22:17 The gap between me and producing music was quite large. AI came in and narrowed the gap substantially. I think the same thing is going to occur in data engineering. The patterns are well known. Transforming common columns is well known. We have Data Wrangler, Power Query, Dataflows Gen 2. The transformations we’re doing are not rocket science.
22:50 I feel like this is going to be something where we communicate to an AI and say, “Here’s my source table. Here’s what I want to build on top of it. Here’s the transformations I want to produce.” And it will just build out a lot of things. You’ll be able to go back and review and the data flow pipeline will be ready.
23:40 You’re basically talking about vibe coding now, just in Fabric and in the data world rather than in open source.
24:06 Well, yes and no. There’s small glimpses of this but there’s no complete solution. I can’t go to an AI and say make a pipeline, build a notebook, save the data here. Everything right now in Fabric is a single AI that does a single experience.
24:44 Do I really want to build a pipeline? The settings, the options, the activities — that’s pretty well known. It feels like I could just talk to an AI agent and say I need a pipeline that loads data incrementally. Feels like a pattern it should figure out.
25:28 I don’t like AI to go find my insights on my data. Rather, I like to talk with the AI, plan stuff out, and have it build things for me that I can run on other systems.
26:19 The gap is continually closing. I don’t need all the technical skills. Here lies maybe my problem, Tommy, in my AI and music analogy — I know what I like to listen to. I know what sounds good to me. I also know what part of a song doesn’t sound good to me.
26:55 I can build a song. 90% of it may be spot on. There may be a section that’s wrong. The problem is I’m not a producer. I can’t go back and re-record that. I have to identify the problem, then diagnose, fix, and either the tooling exists in AI for me to talk back to solve the problem, or I have to physically chop the song up.
27:48 Let’s take that same analogy and overlay it on data engineering. In the music world, I’ve been listening to music since I was a kid. I’m maybe not an expert in creating music, but I’m an expert in listening. On the flip side, when you bring in new data engineers, they may build something and not know something’s off.
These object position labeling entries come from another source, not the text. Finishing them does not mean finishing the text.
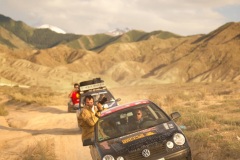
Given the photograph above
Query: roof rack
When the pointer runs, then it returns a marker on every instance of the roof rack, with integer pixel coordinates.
(93, 84)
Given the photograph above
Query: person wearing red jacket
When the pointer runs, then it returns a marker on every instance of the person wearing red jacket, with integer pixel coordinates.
(75, 96)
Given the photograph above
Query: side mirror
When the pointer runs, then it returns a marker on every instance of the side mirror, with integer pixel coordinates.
(88, 142)
(117, 100)
(175, 115)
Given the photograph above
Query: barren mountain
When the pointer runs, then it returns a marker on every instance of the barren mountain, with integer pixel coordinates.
(209, 58)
The AI built 10 steps and step five isn’t quite right. But as a new person, how do you identify it’s a problem?
28:53 We’re going to democratize — bring down the ability for non-technical people to build things in a technical space. But when you bring lots of non-technical people down to a more technical level, you have to trust whatever the AI is doing. This is what I’ve found when I program with AI — it gets most things right, but when it makes a mistake or breaks something, it’s like building a web app and it builds 90% and then adding a feature just breaks the whole app.
30:21 Us as developers have to train ourselves to understand enough to know what it’s doing and identify where there’s problems. You’ve got to lean on the AI and understand that it is the ultimate knowledgeable thing around syntax and code. It just doesn’t know how to do what you want to do in the business.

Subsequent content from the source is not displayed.